Le verdict des cartes mondiales

La carte que voici est une compilation de cartes montrant la position des vents dominants, des centrales nucléaires (en jaune) des torchères (en vert) et des centrales au charbon (en gris), du réchauffement (en rouge) et des concentrations en CO2 (en gris bleuté).


Elle nous montre que les régions du globe où il y a le plus de CO2 dans l'atmosphère ne correspondent pas du tout à celles qui se réchauffent le plus. Et quand nous suivons le trajet des vents dominants, nous voyons bien que le réchauffement ne peut pas venir du Golf Persique et de la Chine, puisque le carbone émis par ces pays se retrouve concentré sur des zones où la température n'a pas changé en 50 ans.
 
Pour lever les doutes sur la validité de cette compilation, elle est détaillée en page annexe. Le fait que les augmentations de températures soient liées aux vents, aux réchauffements et déplacements des masses d'air est évident, surtout si nous tenons compte des grandes cellules de convection atmosphériques. Ces dernières expliquent parfaitement le réchauffement marqué de la Péninsule Antarctique en-dessous du Brésil et de l'Argentine.

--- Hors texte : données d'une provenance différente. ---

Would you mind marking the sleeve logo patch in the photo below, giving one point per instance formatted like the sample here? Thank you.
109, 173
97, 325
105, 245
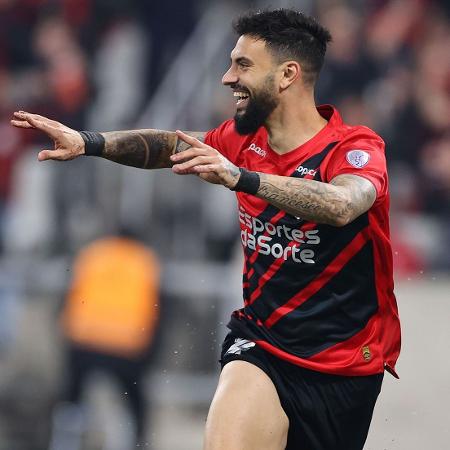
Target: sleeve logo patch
358, 158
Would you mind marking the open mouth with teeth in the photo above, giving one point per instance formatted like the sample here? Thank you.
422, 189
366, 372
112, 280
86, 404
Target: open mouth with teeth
241, 98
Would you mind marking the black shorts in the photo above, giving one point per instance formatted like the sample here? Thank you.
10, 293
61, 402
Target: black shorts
325, 412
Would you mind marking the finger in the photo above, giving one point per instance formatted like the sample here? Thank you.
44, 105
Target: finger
21, 124
188, 165
206, 168
189, 139
39, 122
58, 155
188, 154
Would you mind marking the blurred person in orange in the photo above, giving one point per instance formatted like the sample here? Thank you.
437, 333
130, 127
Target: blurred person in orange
304, 361
109, 321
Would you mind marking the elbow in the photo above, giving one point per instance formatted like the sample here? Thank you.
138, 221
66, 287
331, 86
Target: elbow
341, 221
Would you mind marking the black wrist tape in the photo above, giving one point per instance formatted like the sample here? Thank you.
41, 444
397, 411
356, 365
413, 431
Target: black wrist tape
94, 143
248, 182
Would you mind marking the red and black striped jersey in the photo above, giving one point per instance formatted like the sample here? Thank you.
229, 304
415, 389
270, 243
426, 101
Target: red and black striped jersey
316, 295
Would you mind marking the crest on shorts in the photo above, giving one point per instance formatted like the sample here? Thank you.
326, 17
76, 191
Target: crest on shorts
240, 345
366, 353
358, 158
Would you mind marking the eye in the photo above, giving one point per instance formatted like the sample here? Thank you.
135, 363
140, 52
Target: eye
243, 65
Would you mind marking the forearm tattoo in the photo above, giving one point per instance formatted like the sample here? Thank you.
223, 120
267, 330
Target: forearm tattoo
145, 149
336, 203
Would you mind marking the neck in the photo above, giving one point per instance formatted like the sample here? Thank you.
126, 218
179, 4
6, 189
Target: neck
294, 122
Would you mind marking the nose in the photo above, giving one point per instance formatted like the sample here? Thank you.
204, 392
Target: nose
229, 77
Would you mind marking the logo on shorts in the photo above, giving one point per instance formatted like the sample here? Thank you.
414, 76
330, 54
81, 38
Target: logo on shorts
358, 158
258, 150
366, 353
240, 345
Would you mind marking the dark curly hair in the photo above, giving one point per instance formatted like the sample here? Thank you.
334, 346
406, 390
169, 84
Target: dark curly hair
288, 34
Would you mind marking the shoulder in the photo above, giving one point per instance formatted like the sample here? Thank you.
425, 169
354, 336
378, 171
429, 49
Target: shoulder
360, 137
227, 141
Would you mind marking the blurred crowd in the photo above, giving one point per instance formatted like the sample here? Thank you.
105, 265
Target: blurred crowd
97, 65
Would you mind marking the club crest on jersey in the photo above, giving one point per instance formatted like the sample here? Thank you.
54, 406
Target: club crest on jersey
258, 150
358, 158
305, 171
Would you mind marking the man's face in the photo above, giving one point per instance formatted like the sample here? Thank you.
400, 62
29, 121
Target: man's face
252, 78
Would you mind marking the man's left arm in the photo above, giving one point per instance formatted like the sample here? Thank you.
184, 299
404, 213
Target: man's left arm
336, 203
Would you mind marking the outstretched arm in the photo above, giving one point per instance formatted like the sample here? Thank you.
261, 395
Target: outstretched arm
145, 149
337, 203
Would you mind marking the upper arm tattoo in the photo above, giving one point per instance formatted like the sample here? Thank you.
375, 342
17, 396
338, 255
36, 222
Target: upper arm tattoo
337, 203
145, 149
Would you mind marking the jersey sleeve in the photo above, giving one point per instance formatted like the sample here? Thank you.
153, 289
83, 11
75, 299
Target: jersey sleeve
223, 139
362, 155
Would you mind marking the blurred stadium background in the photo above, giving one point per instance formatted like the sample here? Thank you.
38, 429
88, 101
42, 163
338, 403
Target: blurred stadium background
120, 64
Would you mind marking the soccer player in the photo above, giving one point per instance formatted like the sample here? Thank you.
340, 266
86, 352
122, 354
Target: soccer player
303, 364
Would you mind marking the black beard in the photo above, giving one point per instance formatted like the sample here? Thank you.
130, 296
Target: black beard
259, 108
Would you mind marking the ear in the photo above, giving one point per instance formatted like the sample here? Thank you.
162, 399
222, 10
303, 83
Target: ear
291, 71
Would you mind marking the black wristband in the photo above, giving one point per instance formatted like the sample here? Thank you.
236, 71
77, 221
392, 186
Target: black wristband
94, 143
248, 182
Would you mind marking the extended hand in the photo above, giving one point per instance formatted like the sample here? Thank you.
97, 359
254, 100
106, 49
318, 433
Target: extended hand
204, 161
68, 143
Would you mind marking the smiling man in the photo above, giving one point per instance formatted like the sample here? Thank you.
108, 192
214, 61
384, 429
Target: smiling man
303, 364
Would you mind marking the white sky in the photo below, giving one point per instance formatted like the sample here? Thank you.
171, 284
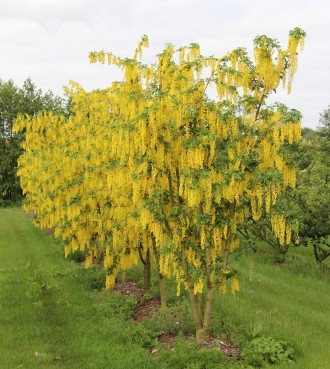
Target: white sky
49, 40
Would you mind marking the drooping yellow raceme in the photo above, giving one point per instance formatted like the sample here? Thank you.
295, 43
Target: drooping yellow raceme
152, 162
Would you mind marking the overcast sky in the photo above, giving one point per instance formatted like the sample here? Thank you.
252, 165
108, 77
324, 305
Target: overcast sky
49, 40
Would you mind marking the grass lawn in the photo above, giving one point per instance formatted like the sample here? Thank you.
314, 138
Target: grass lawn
53, 315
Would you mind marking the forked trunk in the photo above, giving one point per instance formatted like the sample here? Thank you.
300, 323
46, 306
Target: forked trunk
147, 272
161, 278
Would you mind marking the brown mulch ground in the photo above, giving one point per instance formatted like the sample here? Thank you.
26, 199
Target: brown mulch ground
145, 309
129, 288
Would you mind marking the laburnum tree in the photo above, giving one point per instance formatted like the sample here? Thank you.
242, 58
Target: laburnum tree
172, 160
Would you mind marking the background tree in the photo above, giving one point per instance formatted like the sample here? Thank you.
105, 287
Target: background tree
314, 189
14, 101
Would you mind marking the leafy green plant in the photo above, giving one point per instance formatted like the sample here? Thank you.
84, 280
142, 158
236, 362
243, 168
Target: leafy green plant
265, 350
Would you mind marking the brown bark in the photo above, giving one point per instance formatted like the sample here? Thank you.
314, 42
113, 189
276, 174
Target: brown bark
161, 278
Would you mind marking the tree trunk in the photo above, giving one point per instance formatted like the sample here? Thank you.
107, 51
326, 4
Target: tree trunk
123, 275
161, 278
147, 273
162, 290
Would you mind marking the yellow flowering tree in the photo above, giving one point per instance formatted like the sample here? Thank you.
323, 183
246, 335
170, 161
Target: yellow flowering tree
171, 160
199, 166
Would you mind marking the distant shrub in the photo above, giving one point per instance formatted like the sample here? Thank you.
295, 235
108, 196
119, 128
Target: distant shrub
77, 256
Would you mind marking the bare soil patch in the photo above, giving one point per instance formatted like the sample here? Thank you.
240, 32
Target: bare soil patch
146, 308
129, 288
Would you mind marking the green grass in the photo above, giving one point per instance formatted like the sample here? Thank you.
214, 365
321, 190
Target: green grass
48, 319
54, 315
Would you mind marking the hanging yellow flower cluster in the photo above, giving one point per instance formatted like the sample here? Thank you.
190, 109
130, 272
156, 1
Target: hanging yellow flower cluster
152, 162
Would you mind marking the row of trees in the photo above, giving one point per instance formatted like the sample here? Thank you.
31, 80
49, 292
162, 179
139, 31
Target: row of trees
152, 167
14, 101
307, 206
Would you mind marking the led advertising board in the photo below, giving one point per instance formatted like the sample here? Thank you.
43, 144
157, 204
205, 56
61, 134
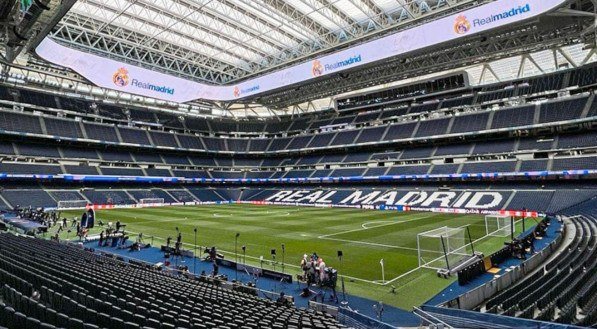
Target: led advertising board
111, 74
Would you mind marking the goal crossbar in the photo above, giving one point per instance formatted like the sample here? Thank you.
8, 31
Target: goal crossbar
72, 204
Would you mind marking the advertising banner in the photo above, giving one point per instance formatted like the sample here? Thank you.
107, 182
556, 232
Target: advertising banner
111, 74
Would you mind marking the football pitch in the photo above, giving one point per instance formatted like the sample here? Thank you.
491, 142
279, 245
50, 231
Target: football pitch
364, 236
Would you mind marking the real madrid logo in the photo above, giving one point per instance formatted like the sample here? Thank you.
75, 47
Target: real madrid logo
462, 25
121, 77
317, 68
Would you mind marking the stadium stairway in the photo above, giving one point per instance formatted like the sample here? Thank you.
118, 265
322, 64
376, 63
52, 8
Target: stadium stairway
455, 289
563, 290
75, 285
392, 315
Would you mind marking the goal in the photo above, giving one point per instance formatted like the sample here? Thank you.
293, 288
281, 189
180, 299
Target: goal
444, 248
72, 204
151, 201
498, 225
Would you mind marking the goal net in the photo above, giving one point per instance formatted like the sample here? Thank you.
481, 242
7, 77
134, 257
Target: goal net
498, 225
444, 247
72, 204
151, 201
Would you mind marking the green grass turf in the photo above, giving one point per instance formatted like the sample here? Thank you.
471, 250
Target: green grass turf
389, 235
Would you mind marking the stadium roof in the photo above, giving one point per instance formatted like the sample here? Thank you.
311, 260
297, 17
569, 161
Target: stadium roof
225, 41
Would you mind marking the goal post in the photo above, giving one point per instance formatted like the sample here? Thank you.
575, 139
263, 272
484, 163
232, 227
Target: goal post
498, 225
151, 201
72, 204
445, 247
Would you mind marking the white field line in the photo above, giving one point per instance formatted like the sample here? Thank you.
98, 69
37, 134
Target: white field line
326, 237
199, 247
364, 229
369, 243
367, 224
420, 267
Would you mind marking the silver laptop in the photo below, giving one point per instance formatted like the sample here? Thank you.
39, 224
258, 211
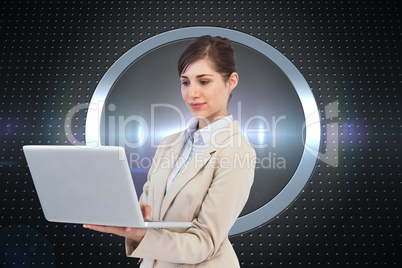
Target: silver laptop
87, 185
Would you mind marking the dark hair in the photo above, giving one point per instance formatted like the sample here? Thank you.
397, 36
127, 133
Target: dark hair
218, 50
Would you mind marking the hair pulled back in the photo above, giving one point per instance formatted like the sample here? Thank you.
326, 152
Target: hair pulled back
218, 50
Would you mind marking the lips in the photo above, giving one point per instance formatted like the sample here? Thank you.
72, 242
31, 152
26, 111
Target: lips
197, 105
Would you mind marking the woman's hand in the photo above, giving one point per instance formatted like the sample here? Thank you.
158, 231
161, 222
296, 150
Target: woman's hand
135, 234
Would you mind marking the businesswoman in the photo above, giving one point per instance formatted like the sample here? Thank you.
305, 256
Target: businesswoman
202, 174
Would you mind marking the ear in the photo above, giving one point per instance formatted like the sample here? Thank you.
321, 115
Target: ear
232, 81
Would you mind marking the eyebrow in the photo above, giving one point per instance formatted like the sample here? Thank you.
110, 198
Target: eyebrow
198, 76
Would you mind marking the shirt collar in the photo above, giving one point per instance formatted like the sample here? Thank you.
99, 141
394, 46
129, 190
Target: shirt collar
203, 136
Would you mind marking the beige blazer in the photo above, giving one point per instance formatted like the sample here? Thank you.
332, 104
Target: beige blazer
210, 191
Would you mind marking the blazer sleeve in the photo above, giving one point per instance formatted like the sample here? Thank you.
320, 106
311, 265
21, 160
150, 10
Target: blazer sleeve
225, 199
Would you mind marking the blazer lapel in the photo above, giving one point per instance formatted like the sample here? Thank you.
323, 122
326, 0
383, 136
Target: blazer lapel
197, 162
162, 172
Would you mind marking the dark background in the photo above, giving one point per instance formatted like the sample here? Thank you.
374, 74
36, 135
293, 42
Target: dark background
53, 54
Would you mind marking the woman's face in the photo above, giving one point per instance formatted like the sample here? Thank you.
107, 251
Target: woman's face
205, 92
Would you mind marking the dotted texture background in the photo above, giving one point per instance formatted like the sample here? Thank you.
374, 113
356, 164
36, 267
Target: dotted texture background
53, 54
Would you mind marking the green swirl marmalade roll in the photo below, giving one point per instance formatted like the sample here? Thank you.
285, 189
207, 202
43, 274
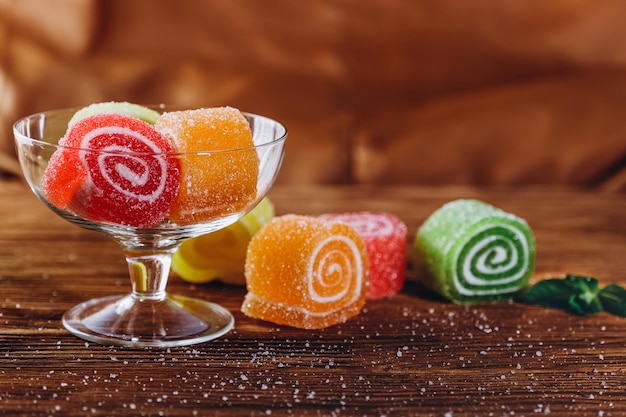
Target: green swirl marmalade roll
471, 252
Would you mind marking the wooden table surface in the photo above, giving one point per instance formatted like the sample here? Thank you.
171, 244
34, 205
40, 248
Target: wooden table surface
412, 354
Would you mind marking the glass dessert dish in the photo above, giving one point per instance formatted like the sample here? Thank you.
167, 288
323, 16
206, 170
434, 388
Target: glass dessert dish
148, 315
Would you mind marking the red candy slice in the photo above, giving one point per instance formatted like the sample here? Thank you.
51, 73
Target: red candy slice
125, 167
385, 240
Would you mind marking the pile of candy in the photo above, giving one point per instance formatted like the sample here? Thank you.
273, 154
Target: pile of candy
125, 164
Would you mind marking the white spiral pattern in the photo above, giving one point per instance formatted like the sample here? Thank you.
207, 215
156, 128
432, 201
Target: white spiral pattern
135, 170
329, 268
493, 262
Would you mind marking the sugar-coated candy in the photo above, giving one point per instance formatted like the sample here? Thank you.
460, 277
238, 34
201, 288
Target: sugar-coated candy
137, 111
222, 181
221, 255
305, 272
385, 239
471, 252
119, 170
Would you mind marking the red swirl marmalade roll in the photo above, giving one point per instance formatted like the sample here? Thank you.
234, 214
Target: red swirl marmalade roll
120, 170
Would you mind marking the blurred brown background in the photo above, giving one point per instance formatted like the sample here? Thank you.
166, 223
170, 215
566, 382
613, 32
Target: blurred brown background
372, 91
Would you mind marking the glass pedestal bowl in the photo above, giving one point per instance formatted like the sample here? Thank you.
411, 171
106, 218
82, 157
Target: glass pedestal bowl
148, 315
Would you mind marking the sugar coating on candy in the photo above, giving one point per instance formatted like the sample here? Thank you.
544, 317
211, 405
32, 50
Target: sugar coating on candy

L'influence des cellules de convection


L'existence de grandes cellules de convection atmosphériques a été pressentie dès le 17ème siècle par l'astronome anglais Edmond Halley. Aujourd'hui, elles sont représentées dans beaucoup de dessins comparables aux deux figures ci-dessous. La hauteur de l'atmosphère n'est pas à l'échelle, très exagérée par rapport aux dimensions de la Terre.

 

Il y a donc trois grandes cellules de convection, appelées de Hadley, de Ferrel et polaire, qui dominent la circulation atmosphérique de l'air. Nous voyons qu'il est ascendant au niveau de l'équateur et des moyennes latitudes, et descendant au niveau des trentièmes parallèles et sur les pôles, deux zones où l'évaporation est faible. Ces cellules sont à l'origine des vents de surface et du déplacement des grandes masses d'air froides et chaudes. Les très basses température des régions polaires ne viennent pas d'un manque d'ensoleillement (comme on le pense) mais de l'air très froid (-56°C en moyenne) de la tropopause qui descend sur elles.
 

D'où vient le dérèglement climatique


En réfléchissant à l'énergie de ces grands courants de convection, on comprend que c'est par le biais de la vapeur d'eau que la plus grande partie de la chaleur que nous produisons atteint la haute atmosphère ; et qu'elle doit principalement redescendre sur les régions les plus froides de la Terre. (Voir les détails de cette analyse ici). Nous comprenons aussi que plus nous envoyons de l'air chaud vers l'arctique, plus il nous renvoie de l'air froid au niveau du sol. En conséquence, le problème à résoudre n'est pas celui d'un réchauffement global, mais celui de déséquilibres locaux liés à des activités humaines. Auquel cas, toutes les politiques énergétiques seraient à revoir. Les centrales thermiques à haute température seraient à proscrire, et les systèmes de refroidissement des centrales qui permettent une dissipation de la chaleur dans les mers, les sols et l'air ambiant seraient préférables à ceux qui créent beaucoup de vapeur d'eau.